There are three things that are never satisfied, no four…
It was that time of the year again, you know, that time for thorough house clean-up. The night before, I had eaten a double helping in preparation for the hard work I was going to engage in the next morning. My work tools were all lined up and my music player was blaring Sinach’s album (sorry neighbours…I know it may have been a tad too loud but…you know now*sheepish grin*). So anyway, I did a thorough sweeping of the rooms, lifting everything I could lift and then I got to the mopping part.
Afterwards, I started arranging things in my rooms. I took time to clean out my wardrobe and fold only the things I felt were still useful to me. One after the other, I flung out old clothes, shoes, bags, empty cosmetic containers, empty perfume bottles (please don’t ask me why I keep empty perfume bottles) and other stuff that I couldn’t remember what they were for, anyway.

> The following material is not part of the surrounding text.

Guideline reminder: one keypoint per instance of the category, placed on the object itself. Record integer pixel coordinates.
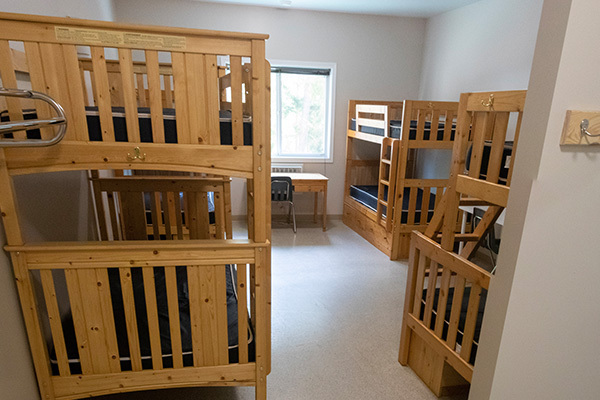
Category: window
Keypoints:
(301, 112)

I took time to look at some of the dresses I was discarding. That was when it struck me. There was the bright yellow dress I loved so much. I could remember seeing it on a mannequin outside a boutique I used to pass on my way home. I had immediately gone into the boutique and tried it on, to discover that it was a perfect fit. I could remember how many sleepless nights I had when I saw the price tag and knew that I couldn’t afford it. I can still hear myself praying to God earnestly, that no one else should buy it until I finally put the money together. Then there was the lovely black sequined cropped jacket amongst the heap of clothes I wanted to discard. I could remember almost fighting with my sister when I discovered that she also had an interest in it. We had gone shopping together and frankly, I can’t remember who saw it first. On and on the list goes. Was it the cute stiletto heeled shoes that it’s heel had come off shortly after I bought it or the red tote bag I had loved so much? Some of them were either no longer in vogue or spoiled or too old for use.
I heaved a sigh as I sat staring at my (once) lovely things. I could remember how much I had longed for some of them before they became mine, like the yellow dress and all I could think about was, ‘more more more and more’…lol. I started to feel like the leech in the book of Proverbs. Prov 30: 15-16.
You need to read it for yourself and laugh along with me. I wish I wouldn’t get so worked up about the things I want and just be content with what I have. Contentment seems to be something that constantly eludes we humans. The more we acquire, the more our needs increase. I can remember thinking that if I could earn more money then perhaps I’ll be able to meet all my needs….lol is it possible? When my earnings increased, my needs or should I say wants also increased. I finally came up with a solution. Since I’m not going to be able to stop wanting more, maybe I could try to give others too. So every time I over-shop I try to give out part of my earnings too. that way I ensure that I am not over indulging my selfish desires. I wish I could turn a blind eye to some of the beautiful things that beckon to me from shop displays as I walk on by. Maybe one day I will but until then… I can’t wait to do my next shopping **winks*.